Grilling the vegetables deepens their flavors, which makes for a delicious vegetarian entrée. To speed preparation, use no-boil lasagna noodles; the baking time remains the same.
This was a yummy recipe that I will definitely make again. Used GF no bake noodles that came out the same as all no bake noodles (crunch still around the edge of the dish.) I made my own marinara using fire roasted canned toms, and would have liked more because I didn't have make 26 oz of sauce, so its just a tad dry. I also used the recipes called for amount of zuch and eggplant, but in equal measures instead of being eggplant heavy. Looking forward to the leftovers already!
I love this recipe! I use whatever vegetables i have on hand and often omit the pesto. I do use more sauce and serve some on the side. Have served to friends many times with great reviews!
Tried this for the first time this last weekend and it was a big hit. I added ground turkey sausage and red onions to the tomato sauce as well as dried italian seasoning and minced garlic. I also mixed the pesto with the ricotta cheese. I used only one eggplant since my mom is not a fan and added portabello mushrooms.
We love vegetarian lasagna, but this one didn't work for us. My wife and I each had a serving, and then put the rest in the trash. I feel badly even writing this, but it just wasn't very good. We can't even figure out exactly why we didn't like it - the eggplant needed to be peeled? It was too much eggplant? Not a good mix of spices? Yikes ... sorry.
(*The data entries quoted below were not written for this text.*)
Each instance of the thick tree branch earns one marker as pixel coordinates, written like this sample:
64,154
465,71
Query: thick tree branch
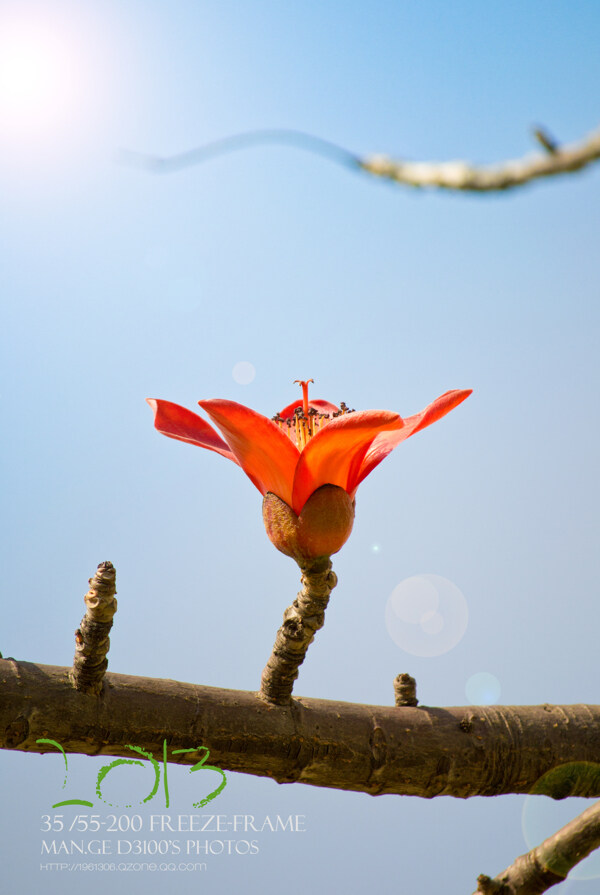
453,175
549,863
421,751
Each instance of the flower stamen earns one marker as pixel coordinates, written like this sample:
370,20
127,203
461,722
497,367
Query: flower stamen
305,421
303,383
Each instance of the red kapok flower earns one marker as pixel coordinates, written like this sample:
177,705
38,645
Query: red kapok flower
307,461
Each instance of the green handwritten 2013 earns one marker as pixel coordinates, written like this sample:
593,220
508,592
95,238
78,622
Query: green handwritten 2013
106,769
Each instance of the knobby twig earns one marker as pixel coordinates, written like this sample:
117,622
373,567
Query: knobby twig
548,864
453,175
461,175
301,621
91,638
405,690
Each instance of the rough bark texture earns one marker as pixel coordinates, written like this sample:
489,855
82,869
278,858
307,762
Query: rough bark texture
301,621
91,638
549,863
420,751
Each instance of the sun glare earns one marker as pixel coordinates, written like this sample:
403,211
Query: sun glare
39,79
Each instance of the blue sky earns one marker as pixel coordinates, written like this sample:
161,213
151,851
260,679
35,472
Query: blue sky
120,285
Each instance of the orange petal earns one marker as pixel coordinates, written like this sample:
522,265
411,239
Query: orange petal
264,452
180,423
387,441
335,454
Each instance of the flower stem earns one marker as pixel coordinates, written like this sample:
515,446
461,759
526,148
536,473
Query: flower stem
301,621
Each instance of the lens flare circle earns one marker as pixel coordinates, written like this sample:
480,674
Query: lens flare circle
426,615
244,372
483,688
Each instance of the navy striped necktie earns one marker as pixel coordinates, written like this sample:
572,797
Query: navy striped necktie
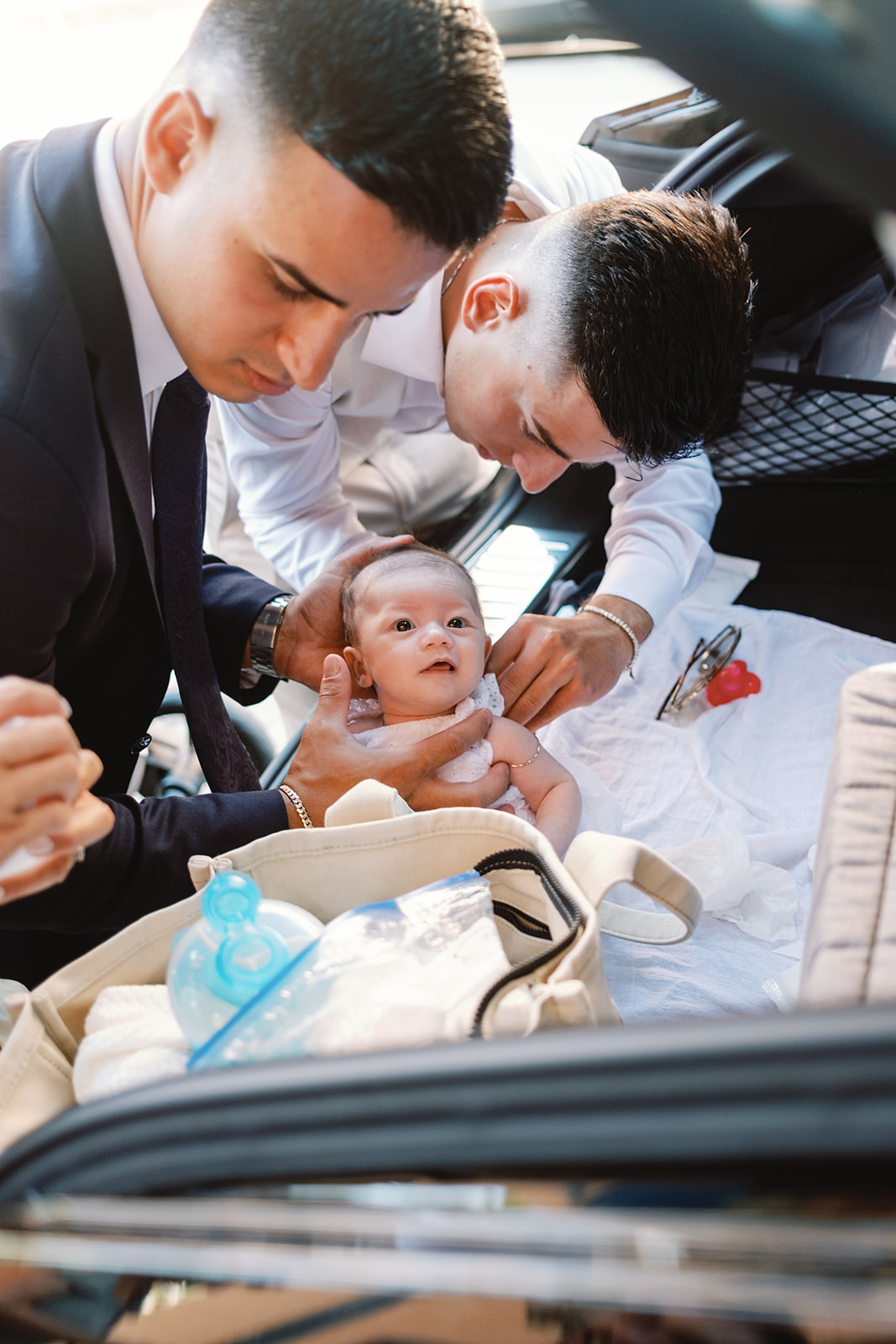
179,486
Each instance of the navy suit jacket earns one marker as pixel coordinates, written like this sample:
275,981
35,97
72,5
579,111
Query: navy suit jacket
78,598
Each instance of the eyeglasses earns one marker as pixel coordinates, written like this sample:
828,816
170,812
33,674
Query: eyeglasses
707,659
This is a restaurant quality vegetarian dish....absolutely delicious. I used 2 26 oz jars of marinara sauce, 16 oz of mozzarella cheese and 4 layers of noodles, probably because I had more veges than the recipe called for. My dish yielded about 12 servings instead of 10.
I have never reviewed a recipe until now. This was without a doubt one of my favourite recipes ever. The flavour of this dish was outstanding, as was the texture and ease of preparation. I have tried several vegetable lasagna recipes in the past but this far exceeded any of the previous attempts. Thank you, Cooking Light, for a great find !
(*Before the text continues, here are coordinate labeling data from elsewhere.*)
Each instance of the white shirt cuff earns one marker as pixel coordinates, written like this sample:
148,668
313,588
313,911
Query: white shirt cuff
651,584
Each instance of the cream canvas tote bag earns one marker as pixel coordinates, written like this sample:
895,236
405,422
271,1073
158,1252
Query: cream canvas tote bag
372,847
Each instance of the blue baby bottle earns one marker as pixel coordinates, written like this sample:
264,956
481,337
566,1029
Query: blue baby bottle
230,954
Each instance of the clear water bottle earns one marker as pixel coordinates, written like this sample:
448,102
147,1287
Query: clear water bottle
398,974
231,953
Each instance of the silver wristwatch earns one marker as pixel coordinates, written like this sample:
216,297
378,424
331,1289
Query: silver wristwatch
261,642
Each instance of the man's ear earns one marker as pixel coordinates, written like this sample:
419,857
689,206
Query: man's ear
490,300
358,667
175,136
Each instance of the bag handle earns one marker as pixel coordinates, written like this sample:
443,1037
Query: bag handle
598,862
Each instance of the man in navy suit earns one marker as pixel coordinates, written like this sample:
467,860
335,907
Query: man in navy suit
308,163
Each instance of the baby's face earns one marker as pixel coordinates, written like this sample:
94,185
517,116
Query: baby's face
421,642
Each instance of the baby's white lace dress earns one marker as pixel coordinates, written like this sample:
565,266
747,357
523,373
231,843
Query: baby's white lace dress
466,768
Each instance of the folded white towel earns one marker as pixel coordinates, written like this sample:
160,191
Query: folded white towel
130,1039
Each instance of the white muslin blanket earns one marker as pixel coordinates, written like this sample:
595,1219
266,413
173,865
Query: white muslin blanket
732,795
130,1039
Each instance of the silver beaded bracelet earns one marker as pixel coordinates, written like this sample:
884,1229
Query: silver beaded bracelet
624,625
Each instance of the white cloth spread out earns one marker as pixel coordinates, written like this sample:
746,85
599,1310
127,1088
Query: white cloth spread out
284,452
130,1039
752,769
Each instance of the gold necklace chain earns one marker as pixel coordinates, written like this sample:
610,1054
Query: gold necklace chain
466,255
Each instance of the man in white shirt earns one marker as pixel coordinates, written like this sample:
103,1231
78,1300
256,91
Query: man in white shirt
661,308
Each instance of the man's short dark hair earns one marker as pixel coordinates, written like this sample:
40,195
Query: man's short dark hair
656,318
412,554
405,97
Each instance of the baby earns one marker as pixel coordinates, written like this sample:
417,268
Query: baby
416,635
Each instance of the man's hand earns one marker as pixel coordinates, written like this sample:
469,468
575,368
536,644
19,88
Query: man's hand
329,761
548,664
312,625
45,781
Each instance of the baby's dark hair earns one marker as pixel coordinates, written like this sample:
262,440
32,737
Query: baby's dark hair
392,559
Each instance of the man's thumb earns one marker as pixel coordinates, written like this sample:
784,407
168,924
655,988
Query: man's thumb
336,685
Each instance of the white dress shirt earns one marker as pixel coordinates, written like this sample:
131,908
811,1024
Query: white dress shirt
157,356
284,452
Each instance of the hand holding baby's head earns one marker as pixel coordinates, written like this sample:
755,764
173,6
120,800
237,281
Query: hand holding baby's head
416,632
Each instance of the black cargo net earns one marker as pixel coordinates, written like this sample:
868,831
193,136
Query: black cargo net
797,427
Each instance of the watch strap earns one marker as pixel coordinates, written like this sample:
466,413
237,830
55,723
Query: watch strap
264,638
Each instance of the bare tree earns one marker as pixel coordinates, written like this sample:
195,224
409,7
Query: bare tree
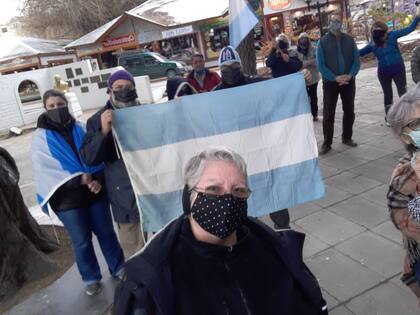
70,18
246,49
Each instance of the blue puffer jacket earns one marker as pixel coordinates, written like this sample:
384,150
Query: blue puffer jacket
389,56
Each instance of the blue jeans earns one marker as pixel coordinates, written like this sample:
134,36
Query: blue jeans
80,223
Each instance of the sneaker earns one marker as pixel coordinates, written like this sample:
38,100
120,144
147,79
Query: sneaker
325,149
350,143
93,289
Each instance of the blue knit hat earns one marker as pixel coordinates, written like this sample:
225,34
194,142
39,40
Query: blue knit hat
229,55
120,75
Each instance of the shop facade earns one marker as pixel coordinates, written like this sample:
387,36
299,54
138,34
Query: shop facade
293,17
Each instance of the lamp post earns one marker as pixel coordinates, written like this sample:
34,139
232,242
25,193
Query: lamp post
318,6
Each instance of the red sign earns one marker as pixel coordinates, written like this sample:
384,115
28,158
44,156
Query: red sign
123,40
276,5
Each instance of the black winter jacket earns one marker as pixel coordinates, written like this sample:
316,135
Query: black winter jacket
148,289
97,149
281,68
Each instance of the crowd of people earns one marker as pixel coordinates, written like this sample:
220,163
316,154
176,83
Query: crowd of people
214,241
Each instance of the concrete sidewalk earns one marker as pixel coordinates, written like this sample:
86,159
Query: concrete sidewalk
351,245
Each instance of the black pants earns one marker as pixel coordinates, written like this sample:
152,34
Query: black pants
400,81
313,97
281,219
347,93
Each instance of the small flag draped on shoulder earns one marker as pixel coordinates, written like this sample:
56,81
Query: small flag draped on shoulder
242,20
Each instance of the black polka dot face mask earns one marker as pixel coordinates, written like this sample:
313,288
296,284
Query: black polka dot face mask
219,215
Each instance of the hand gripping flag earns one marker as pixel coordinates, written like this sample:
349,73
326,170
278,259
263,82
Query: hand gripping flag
269,123
242,20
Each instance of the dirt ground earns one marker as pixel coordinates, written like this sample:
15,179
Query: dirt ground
63,256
This is a favorite supper at our house in the summer months...but I change the recipe as follows: I add 2 or 3 grilled boneless skinless chicken breasts that I cook and chop and include with the veggies; I grill and chop 3 or 4 portabello mushrooms in lieu of eggplant; I use fat free cottage cheese (can't get fat free ricotta in Canada) and run it through the food processor to get the ricotta texture. This tastes even better as a left over.